The mechanism of action of n-6 PUFAs might involve either interference with the inflammatory cascade or a direct effect on the bacterial cell. Reports involving an animal model of sepsis underscore the anti-inflammatory potential of PUFAs expressed by a reduction of serum cytokine levels and of superoxide formation (2, 3, 5). Interference with the inflammatory cascade is attributed to alterations of the biosynthesis of prostaglandins and subsequently of TNF-α. In these models, sepsis was induced several weeks after dietary supplementation with diets enriched in PUFAs, so that a considerable period was provided for any metabolic interventions to occur. In the present study, GLA or AA was administered intravenously after bacterial challenge, so that the provided interval for involvement into metabolic pathways was not adequate. TNF-α biosynthesis did not seem to become influenced (Fig. 2). Addition of PUFAs did not prevent leukopenia from evolving, representing another piece of evidence against probable involvement of PUFAs with the inflammatory cascade in the present study.
In vitro evidence (8) suggests a direct effect of n-6 PUFAs on bacterial cells. n-6 PUFAs are prone to peroxidation ending in free radicals capable of attacking bacterial outer membrane and facilitating the action of antimicrobials. Their effect might also be accentuated by their beneficial effect on phagocytosis by the host (6, 13).

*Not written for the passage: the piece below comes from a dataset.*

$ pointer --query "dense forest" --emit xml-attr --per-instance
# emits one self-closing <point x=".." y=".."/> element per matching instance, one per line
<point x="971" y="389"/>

To the best of our knowledge, this is the first study attempting to administer intravenously a solution of a single n-6 PUFA, GLA or AA, for the therapy of sepsis by nosocomial multidrug-resistant P. aeruginosa. It was clearly demonstrated that infusion of n-6 PUFAs enhanced the activity of antimicrobials leading to reduction of viable cells in blood and tissues. These findings, in conjunction with previous reports that n-6 PUFAs might exert an inhibitory effect on growth of susceptible E. coli and P. aeruginosa (7, 8), constitute an indication for the application of single n-6 PUFas, instead of diets enriched in PUFAs, as enhancers of antimicrobial chemotherapy. n-6 PUFAs failed to induce any anti-inflammatory effect. However, the mainstay for the management of nosocomial sepsis is bacterial eradication. In that sense, coadministration of n-6 PUFAs with antimicrobials is a promising perspective for the management of nosocomial sepsis caused by multidrug-resistant pathogens.